Note, ensemble standard deviation is often referred to as ensemble spread and is calculated as the standard deviation of the 10-members in the ensemble (i.e., including the control). It is not the sample standard deviation, and thus were calculated by dividing by 10 rather than 9 (N-1). See linked datasets for ensemble member and ensemble mean data.
The ERA5 global atmospheric reanalysis of the covers 1979 to 2 months behind the present month. This follows on from the ERA-15, ERA-40 rand ERA-interim re-analysis projects.

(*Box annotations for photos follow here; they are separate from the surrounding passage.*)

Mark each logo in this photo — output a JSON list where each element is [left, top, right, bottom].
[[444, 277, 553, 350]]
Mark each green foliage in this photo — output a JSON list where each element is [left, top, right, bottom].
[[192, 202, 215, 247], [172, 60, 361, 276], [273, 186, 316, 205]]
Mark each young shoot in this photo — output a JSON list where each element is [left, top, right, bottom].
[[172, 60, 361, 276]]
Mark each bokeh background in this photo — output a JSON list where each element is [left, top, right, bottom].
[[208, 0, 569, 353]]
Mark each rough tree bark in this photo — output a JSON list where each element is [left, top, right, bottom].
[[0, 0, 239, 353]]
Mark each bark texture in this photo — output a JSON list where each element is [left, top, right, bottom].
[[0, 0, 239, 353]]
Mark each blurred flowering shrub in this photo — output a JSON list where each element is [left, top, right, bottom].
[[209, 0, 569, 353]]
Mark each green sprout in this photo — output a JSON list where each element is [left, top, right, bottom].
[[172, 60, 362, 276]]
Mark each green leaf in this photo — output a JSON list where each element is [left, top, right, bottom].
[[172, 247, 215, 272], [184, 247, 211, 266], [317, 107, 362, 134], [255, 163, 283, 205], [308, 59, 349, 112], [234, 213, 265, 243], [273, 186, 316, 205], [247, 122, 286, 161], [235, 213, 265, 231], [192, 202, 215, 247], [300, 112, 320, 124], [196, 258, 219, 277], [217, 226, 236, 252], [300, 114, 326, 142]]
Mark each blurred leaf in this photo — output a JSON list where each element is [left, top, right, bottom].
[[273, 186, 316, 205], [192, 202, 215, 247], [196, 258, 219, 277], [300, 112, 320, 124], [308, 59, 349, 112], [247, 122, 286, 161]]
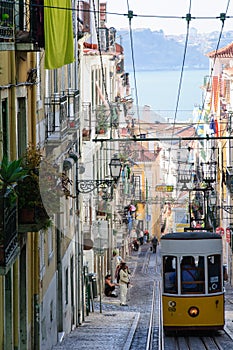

An initial release of ERA5 data (ERA5t) is made roughly 5 days behind the present date. These will be subsequently reviewed ahead of being released by ECMWF as quality assured data within 3 months. CEDA holds a 6 month rolling copy of the latest ERA5t data. See related datasets linked to from this record. However, for the period 2000-2006 the initial ERA5 release was found to suffer from stratospheric temperature biases and so new runs to address this issue were performed resulting in the ERA5.1 release (see linked datasets). Note, though, that Simmons et al. 2020 (technical memo 859) report that "ERA5.1 is very close to ERA5 in the lower and middle troposphere." but users of data from this period should read the technical memo 859 for further details.